ASIC sues financial services company for repeated hacks

The Australian Securities and Investments Commission (ASIC) today said it has taken RI Advice Group to court for cyber security failings that led to its systems being hacked for months on end, and on multiple occasions.

In its notice of filing [pdf], the regulator says RI is required to establish and maintain compliance measures, as an Australian financial services licence holder.

Nevertheless, RI failed to secure its systems despite being alerted to two security incidents involving its authorised representatives in December 2016 and May 2017.

In those two cases, a computer was infected with ransomware that rendered the files on it inaccessible, and a network being hacked by remote access resulting in a data breach affecting 226 client groups.

RI did not review its cyber security controls and monitoring systems, and around December 30 2017 a hacker broke into a file server at another authorised representative of the company, the Frontier Financial Group or FFG.

The unknown hacker obtained access via an FFG staff account, and spent more than 155 hours logged into the file server that contained senstiive financial information and client identification documents.

A post-mortem by KPMG found someone had tried 2178 usernames, from ten different countries resulting in 27,814 unsuccessful login attempts that went undetected.

KPMG's forensic analysis also found crypto miner malware on the file server, as well as a virtual private network being set up, a peer-to-peer file sharing application, hacking tools and brute-force password cracking software.

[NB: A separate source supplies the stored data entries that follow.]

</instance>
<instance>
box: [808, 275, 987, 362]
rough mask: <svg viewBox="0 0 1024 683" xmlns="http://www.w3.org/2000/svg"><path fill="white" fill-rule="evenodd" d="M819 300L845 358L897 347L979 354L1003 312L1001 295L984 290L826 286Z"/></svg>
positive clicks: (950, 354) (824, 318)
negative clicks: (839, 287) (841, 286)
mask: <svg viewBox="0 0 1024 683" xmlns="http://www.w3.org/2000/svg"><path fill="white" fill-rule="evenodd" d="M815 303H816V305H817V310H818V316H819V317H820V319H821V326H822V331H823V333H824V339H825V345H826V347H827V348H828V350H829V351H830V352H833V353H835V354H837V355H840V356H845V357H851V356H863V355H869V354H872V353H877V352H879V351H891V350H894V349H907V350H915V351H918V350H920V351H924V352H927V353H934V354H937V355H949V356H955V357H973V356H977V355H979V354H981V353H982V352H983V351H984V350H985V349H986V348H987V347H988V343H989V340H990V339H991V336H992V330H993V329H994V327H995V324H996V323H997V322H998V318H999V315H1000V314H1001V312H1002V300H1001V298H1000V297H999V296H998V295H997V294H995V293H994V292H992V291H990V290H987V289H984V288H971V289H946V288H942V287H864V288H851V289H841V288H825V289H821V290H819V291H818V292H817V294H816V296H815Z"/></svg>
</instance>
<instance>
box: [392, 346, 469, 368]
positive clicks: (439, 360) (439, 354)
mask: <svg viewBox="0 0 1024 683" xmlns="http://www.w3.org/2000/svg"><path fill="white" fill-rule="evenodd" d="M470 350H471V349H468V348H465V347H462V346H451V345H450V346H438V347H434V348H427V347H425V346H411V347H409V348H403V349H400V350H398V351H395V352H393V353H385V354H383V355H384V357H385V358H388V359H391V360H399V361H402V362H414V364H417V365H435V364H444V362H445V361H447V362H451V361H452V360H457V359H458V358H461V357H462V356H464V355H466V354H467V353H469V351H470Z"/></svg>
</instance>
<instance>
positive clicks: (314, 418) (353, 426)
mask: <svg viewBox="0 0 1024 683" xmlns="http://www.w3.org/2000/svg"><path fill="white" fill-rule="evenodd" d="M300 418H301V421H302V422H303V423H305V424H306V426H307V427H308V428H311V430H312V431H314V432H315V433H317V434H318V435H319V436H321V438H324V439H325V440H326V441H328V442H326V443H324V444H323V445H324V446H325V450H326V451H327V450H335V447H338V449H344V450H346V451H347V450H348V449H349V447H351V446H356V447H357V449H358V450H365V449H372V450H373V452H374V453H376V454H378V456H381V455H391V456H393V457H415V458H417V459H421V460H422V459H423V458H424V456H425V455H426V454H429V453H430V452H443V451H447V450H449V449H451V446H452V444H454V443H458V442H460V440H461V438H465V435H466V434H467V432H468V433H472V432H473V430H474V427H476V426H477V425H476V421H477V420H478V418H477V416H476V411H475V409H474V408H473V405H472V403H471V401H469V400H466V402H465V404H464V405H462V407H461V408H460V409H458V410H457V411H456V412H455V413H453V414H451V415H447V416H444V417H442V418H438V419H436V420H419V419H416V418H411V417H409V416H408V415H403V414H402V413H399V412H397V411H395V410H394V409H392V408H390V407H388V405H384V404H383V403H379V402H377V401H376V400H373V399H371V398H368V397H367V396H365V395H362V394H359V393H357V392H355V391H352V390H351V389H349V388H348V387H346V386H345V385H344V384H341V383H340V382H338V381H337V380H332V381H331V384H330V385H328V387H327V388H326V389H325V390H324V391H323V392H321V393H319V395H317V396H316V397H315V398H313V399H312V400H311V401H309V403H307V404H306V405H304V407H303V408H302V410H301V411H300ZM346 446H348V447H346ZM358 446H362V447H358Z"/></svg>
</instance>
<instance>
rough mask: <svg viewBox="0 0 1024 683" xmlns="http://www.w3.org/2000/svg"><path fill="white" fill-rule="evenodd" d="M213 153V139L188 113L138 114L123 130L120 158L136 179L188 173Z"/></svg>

FFG did not detect the hack until April 16, 2018 however, and only informed RI on May 15 that year of the breach.

A data breach notification was lodged with the Office of the Australian Information Commissioner on June 4, and FFG told clients of the hack on July 31.

Meanwhile, three clients had complained to FFG that their personal information had been used without authorisation.

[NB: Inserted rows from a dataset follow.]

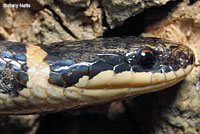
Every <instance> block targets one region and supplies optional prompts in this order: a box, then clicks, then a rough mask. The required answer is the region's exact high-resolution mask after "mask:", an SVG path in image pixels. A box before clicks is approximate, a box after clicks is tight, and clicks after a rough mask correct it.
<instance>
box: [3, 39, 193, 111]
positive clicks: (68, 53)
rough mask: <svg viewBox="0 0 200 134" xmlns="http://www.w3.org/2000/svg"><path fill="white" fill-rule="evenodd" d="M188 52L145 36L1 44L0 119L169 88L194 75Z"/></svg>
mask: <svg viewBox="0 0 200 134" xmlns="http://www.w3.org/2000/svg"><path fill="white" fill-rule="evenodd" d="M193 63H194V54H193V52H192V50H191V49H190V48H188V47H187V46H184V45H181V44H179V43H174V42H171V41H168V40H163V39H158V38H143V37H123V38H107V39H95V40H81V41H64V42H59V43H53V44H51V45H50V46H47V45H43V44H36V45H34V44H24V43H17V42H9V41H0V114H34V113H42V112H50V111H51V112H56V111H60V110H63V109H70V108H74V107H80V106H85V105H91V104H98V103H102V102H109V101H112V100H116V99H122V98H126V97H129V96H136V95H140V94H144V93H148V92H154V91H158V90H161V89H165V88H167V87H170V86H172V85H174V84H176V83H177V82H179V81H181V80H183V79H184V78H185V76H186V75H187V74H188V73H189V72H190V71H191V70H192V67H193Z"/></svg>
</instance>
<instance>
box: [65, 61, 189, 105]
mask: <svg viewBox="0 0 200 134" xmlns="http://www.w3.org/2000/svg"><path fill="white" fill-rule="evenodd" d="M191 70H192V65H189V66H188V67H187V68H186V69H184V70H183V69H179V70H177V71H176V74H175V73H174V72H172V71H171V72H169V73H166V74H165V75H164V74H163V75H161V74H153V75H152V78H149V77H148V75H147V76H146V75H145V76H143V75H144V74H141V75H138V73H137V77H136V78H133V76H134V73H133V74H131V73H130V72H124V73H121V74H118V75H117V76H114V74H113V73H112V72H111V71H110V72H109V77H106V78H105V79H103V80H102V81H101V82H100V83H98V84H95V82H97V80H101V77H103V74H102V75H98V76H96V77H94V78H93V79H92V80H88V78H87V77H85V78H84V77H83V78H82V81H83V83H81V82H80V81H79V83H77V84H76V85H75V86H72V87H68V88H66V90H65V93H64V94H65V95H66V96H67V97H69V98H71V99H76V100H79V101H81V102H85V101H86V100H87V103H89V102H90V100H91V103H93V102H94V101H95V102H98V101H101V100H105V101H109V100H113V99H120V98H125V97H128V96H136V95H140V94H144V93H149V92H155V91H159V90H162V89H165V88H168V87H170V86H172V85H175V84H176V83H178V82H180V81H181V80H183V79H184V78H185V76H186V75H187V74H188V73H189V72H190V71H191ZM105 72H106V71H105ZM105 72H104V73H105ZM149 76H150V75H149ZM113 77H114V78H113ZM129 77H130V78H131V79H132V80H130V78H129ZM133 80H135V81H134V82H133ZM148 80H149V81H148ZM105 83H106V84H108V83H109V84H110V85H116V84H119V83H120V84H124V86H121V87H116V88H113V87H111V88H109V86H108V87H107V88H105V87H103V88H102V87H101V86H100V85H102V84H105ZM134 84H136V85H137V86H134ZM125 85H127V86H126V87H125ZM81 86H83V87H81ZM92 87H94V88H92ZM98 87H99V88H98ZM80 96H81V97H80Z"/></svg>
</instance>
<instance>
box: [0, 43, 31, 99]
mask: <svg viewBox="0 0 200 134" xmlns="http://www.w3.org/2000/svg"><path fill="white" fill-rule="evenodd" d="M25 54H26V45H25V44H22V43H16V42H8V41H2V42H0V92H1V93H4V94H9V95H10V96H12V97H14V96H17V95H18V93H19V91H21V90H23V88H25V87H26V83H27V81H28V74H27V73H26V72H27V70H28V67H26V69H24V68H23V64H25V63H26V56H25Z"/></svg>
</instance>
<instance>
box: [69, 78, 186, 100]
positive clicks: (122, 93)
mask: <svg viewBox="0 0 200 134" xmlns="http://www.w3.org/2000/svg"><path fill="white" fill-rule="evenodd" d="M183 79H184V77H180V78H178V79H175V80H171V81H168V82H163V83H160V84H155V85H150V86H144V87H135V88H133V87H125V88H113V89H106V88H105V89H94V90H92V89H84V88H77V87H68V88H67V89H66V90H65V91H67V92H65V95H66V96H68V97H70V98H72V99H78V96H82V97H83V98H90V99H91V102H92V101H94V100H97V101H98V100H102V99H103V100H105V101H109V100H112V99H120V98H125V97H128V96H136V95H140V94H144V93H148V92H155V91H158V90H161V89H165V88H168V87H170V86H172V85H174V84H176V83H178V82H179V81H181V80H183ZM76 96H77V98H76ZM82 101H83V102H84V100H82ZM87 101H88V100H87Z"/></svg>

This included multiple bank accounts being opened without consent, and a mail redirection application being logged with Australa Post, ASIC said.

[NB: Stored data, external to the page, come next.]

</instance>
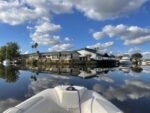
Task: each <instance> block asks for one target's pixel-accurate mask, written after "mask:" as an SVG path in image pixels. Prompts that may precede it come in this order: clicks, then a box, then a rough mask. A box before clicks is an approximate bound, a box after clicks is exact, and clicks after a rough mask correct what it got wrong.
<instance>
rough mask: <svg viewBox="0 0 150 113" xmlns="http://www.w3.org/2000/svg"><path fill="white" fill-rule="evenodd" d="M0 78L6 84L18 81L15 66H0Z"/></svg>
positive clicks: (17, 69) (16, 67) (16, 70)
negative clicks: (5, 82) (4, 80)
mask: <svg viewBox="0 0 150 113" xmlns="http://www.w3.org/2000/svg"><path fill="white" fill-rule="evenodd" d="M0 78H2V79H5V80H6V82H8V83H13V82H16V81H17V80H18V79H19V70H18V68H17V67H15V66H9V67H4V66H2V65H0Z"/></svg>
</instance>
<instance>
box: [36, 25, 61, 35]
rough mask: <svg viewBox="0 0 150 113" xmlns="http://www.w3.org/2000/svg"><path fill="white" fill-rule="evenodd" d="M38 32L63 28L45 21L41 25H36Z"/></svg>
mask: <svg viewBox="0 0 150 113" xmlns="http://www.w3.org/2000/svg"><path fill="white" fill-rule="evenodd" d="M35 28H36V32H41V33H43V32H56V31H58V30H60V29H61V26H60V25H55V24H52V23H50V22H44V23H42V24H40V25H37V26H35Z"/></svg>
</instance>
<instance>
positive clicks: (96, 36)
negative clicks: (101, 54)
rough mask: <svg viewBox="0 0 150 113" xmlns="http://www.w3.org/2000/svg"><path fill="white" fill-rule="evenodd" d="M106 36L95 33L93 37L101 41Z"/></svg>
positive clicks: (94, 33)
mask: <svg viewBox="0 0 150 113" xmlns="http://www.w3.org/2000/svg"><path fill="white" fill-rule="evenodd" d="M104 36H105V35H104V33H103V32H95V33H93V37H94V38H95V39H96V40H99V39H100V38H103V37H104Z"/></svg>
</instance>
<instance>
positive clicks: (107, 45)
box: [87, 41, 114, 50]
mask: <svg viewBox="0 0 150 113" xmlns="http://www.w3.org/2000/svg"><path fill="white" fill-rule="evenodd" d="M113 45H114V42H112V41H111V42H106V43H96V44H94V45H90V46H87V48H90V49H95V48H96V49H100V50H102V49H106V48H109V47H112V46H113Z"/></svg>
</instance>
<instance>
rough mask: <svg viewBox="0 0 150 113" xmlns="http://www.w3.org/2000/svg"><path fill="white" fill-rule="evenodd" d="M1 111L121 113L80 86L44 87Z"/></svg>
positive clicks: (107, 102)
mask: <svg viewBox="0 0 150 113" xmlns="http://www.w3.org/2000/svg"><path fill="white" fill-rule="evenodd" d="M3 113H123V112H122V111H121V110H119V109H118V108H117V107H116V106H115V105H113V104H112V103H111V102H109V101H108V100H106V99H105V98H104V97H103V96H101V95H100V94H98V93H96V92H94V91H92V90H88V89H86V88H84V87H81V86H69V85H63V86H56V87H55V88H51V89H46V90H44V91H42V92H40V93H39V94H37V95H35V96H33V97H31V98H29V99H28V100H26V101H24V102H22V103H20V104H19V105H17V106H15V107H12V108H9V109H8V110H6V111H4V112H3Z"/></svg>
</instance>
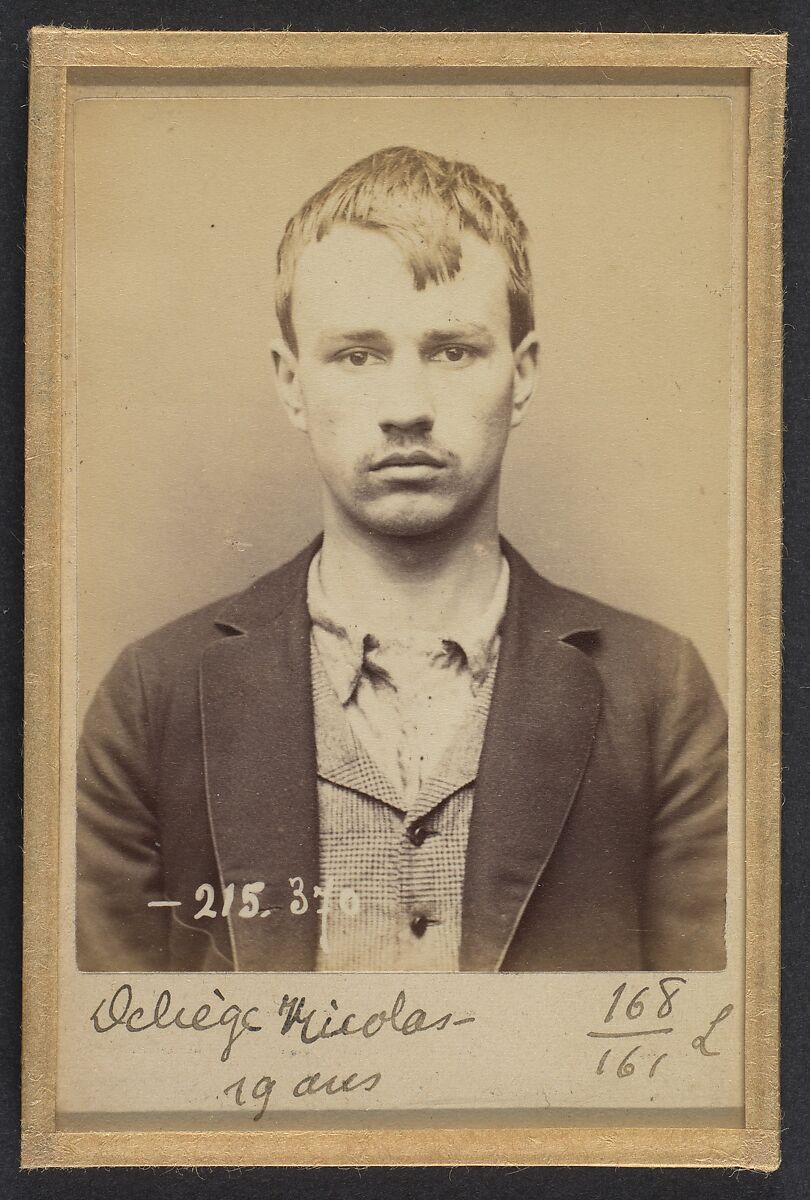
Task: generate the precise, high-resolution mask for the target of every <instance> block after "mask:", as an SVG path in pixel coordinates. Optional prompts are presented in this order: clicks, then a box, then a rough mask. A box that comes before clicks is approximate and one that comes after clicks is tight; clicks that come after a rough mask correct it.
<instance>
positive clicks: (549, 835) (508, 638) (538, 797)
mask: <svg viewBox="0 0 810 1200" xmlns="http://www.w3.org/2000/svg"><path fill="white" fill-rule="evenodd" d="M504 550H505V552H506V556H508V558H509V562H510V568H511V582H510V595H509V604H508V607H506V616H505V619H504V628H503V635H502V646H500V654H499V661H498V668H497V677H496V684H494V692H493V696H492V707H491V709H490V719H488V722H487V731H486V737H485V742H484V749H482V752H481V760H480V763H479V773H478V780H476V784H475V800H474V804H473V817H472V822H470V830H469V841H468V847H467V866H466V874H464V895H463V910H462V943H461V968H462V970H463V971H497V970H498V968H499V967H500V965H502V962H503V959H504V956H505V954H506V950H508V949H509V944H510V942H511V940H512V937H514V935H515V930H516V928H517V925H518V923H520V919H521V917H522V914H523V911H524V908H526V906H527V904H528V901H529V899H530V896H532V894H533V892H534V889H535V888H536V886H538V881H539V880H540V876H541V875H542V871H544V870H545V868H546V864H547V863H548V859H550V857H551V854H552V852H553V850H554V846H556V844H557V841H558V839H559V836H560V833H562V830H563V827H564V824H565V821H566V818H568V815H569V812H570V810H571V806H572V804H574V800H575V797H576V793H577V791H578V787H580V782H581V780H582V775H583V773H584V769H586V764H587V762H588V757H589V755H590V749H592V745H593V740H594V736H595V731H596V722H598V719H599V710H600V697H601V684H600V679H599V674H598V672H596V670H595V667H594V666H593V664H592V662H590V660H589V659H588V656H587V655H586V654H583V653H582V652H581V650H578V649H577V648H576V646H575V644H572V642H571V641H568V640H566V638H572V637H574V635H575V634H581V632H583V631H584V630H583V628H582V626H575V628H571V625H570V614H571V610H570V606H569V605H566V604H565V596H566V593H564V592H563V590H562V589H558V588H554V587H553V586H552V584H550V583H547V582H546V581H544V580H541V578H540V577H539V576H538V575H535V572H534V571H533V570H532V568H530V566H529V565H528V564H527V563H526V562H524V560H523V559H522V558H521V557H520V556H518V554H516V553H515V551H512V550H511V547H509V546H508V545H505V546H504ZM566 614H568V617H569V624H568V625H566V622H565V617H566Z"/></svg>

FFG investigated the hack and discovered that up to 8104 individuals were potentially exposed in the breach.

Another hack using Trojan Horse malware at RI Shepparton, another authorised representative of RI, took place around May 23, 2018.

In that hack, an unknown party obtained access to an RI Shepparton email account and unsuccessfully requested a book keeper to transfer funds to a Turkish bank.

The hacks at RI authorised representatives continued in the next couple of years, with Empowered Financial Partners having an employees mail account being compromised, and RI Shepparton falling victim to phishing, thanks to poor cyber security status.

ASIC alleges that "RI's risk management systems and resources with respect to cyber security and cyber resilience prior to and as at 15 May 2018 were inadequate."

Five cyber assurance risk reviews by Security In Depth in September 2018 rated three authorised RI representatives as having poor security statuts, with two being rated as fair.

Security In Depth recommended that all RI ARs should under go risk reviews, but this was not implemented.

ASIC is now seeking unspecified pecuniary penalties from RI for the hacks.

RI was part of ANZ's Aligned Dealer Group which also comprised Millennium 3 and Financial Services Partners, until 2018 when it was acquired by ASX-listed IOOF, formerly the Independent Order of Odd Fellows.